Montana counties will receive a total of $31.8 million in Payment in Lieu of Taxes or PILT payments from the U.S. Department of the Interior for 2017, including more than a million for Blaine County, a press release from the Department of the Interior said Monday.

“As a kid who grew up in northwest Montana and whose sons graduated from the same high school as I did, I know how important PILT payments are to local communities that have federal lands,” Interior Secretary Ryan Zinke, a Whitefish native, said in a press release. “These investments are one of the ways the federal government is fulfilling its role of being a good land manager and good neighbor to local communities.”

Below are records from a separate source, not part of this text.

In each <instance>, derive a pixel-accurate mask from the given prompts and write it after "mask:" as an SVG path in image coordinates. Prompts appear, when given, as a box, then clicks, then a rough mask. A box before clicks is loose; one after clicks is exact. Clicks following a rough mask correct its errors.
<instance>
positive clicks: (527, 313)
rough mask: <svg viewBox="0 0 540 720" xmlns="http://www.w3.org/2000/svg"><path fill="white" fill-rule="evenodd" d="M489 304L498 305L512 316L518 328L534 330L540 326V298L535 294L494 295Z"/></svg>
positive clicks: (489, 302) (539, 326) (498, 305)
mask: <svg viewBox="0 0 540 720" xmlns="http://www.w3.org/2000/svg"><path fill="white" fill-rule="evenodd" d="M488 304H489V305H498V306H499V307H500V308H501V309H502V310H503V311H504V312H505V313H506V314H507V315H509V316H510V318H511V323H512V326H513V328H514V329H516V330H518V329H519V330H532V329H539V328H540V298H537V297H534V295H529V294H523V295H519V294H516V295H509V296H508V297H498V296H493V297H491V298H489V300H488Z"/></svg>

A breakdown of the latest round of PILT payments on the Interior Department website says Montana counties receiving payments include: $1,013,358 for Blaine County; $374,820 for Chouteau County; $121,875 for Hill County and $82,747 for Liberty County.

Zinke said, in all $464.6 million in PILT funds is being released, the largest amount in the program’s 40-year history.

“PILT payments help Montana counties provide critical services and keep a balanced budget,” U.S. Sen. Jon Tester, D-Mont., said in a press release Monday. “Local officials will use these resources to build roads, support important infrastructure projects, and bolster local police and fire departments. I know how important PILT payments are to Montana, and I will keep fighting to secure these essential investments for rural communities.”

“PILT payments are essential for Montana’s rural counties — to keep our public services operating,” U.S. Sen. Steve Daines, R-Mont., said in a press release this morning. “The PILT program provides critical support for the safety of Montana’s rural counties.”

PILT payments are made to local governments to offset losses from taxexempt land administered by the Bureau of Land Management, National Parks Service, the U.S. Fish Wildlife Service; U.S. Forest Service; federal water projects; and certain military installations the Department of the Interior website says.

Money from the payments is used by  local governments to offset losses in revenue to fund operations such as search and rescue operations, police and fire services, schools and infrastructure.  

Though PILT payments have been secured for 2017, Tester has said he is concerned about President Donald Trump’s 2018 proposed budget that would cut funding for PILT by $70 million.

The Interior Department website said nearly $8 billion in PILT payments have been distributed since payments started being made in 1977.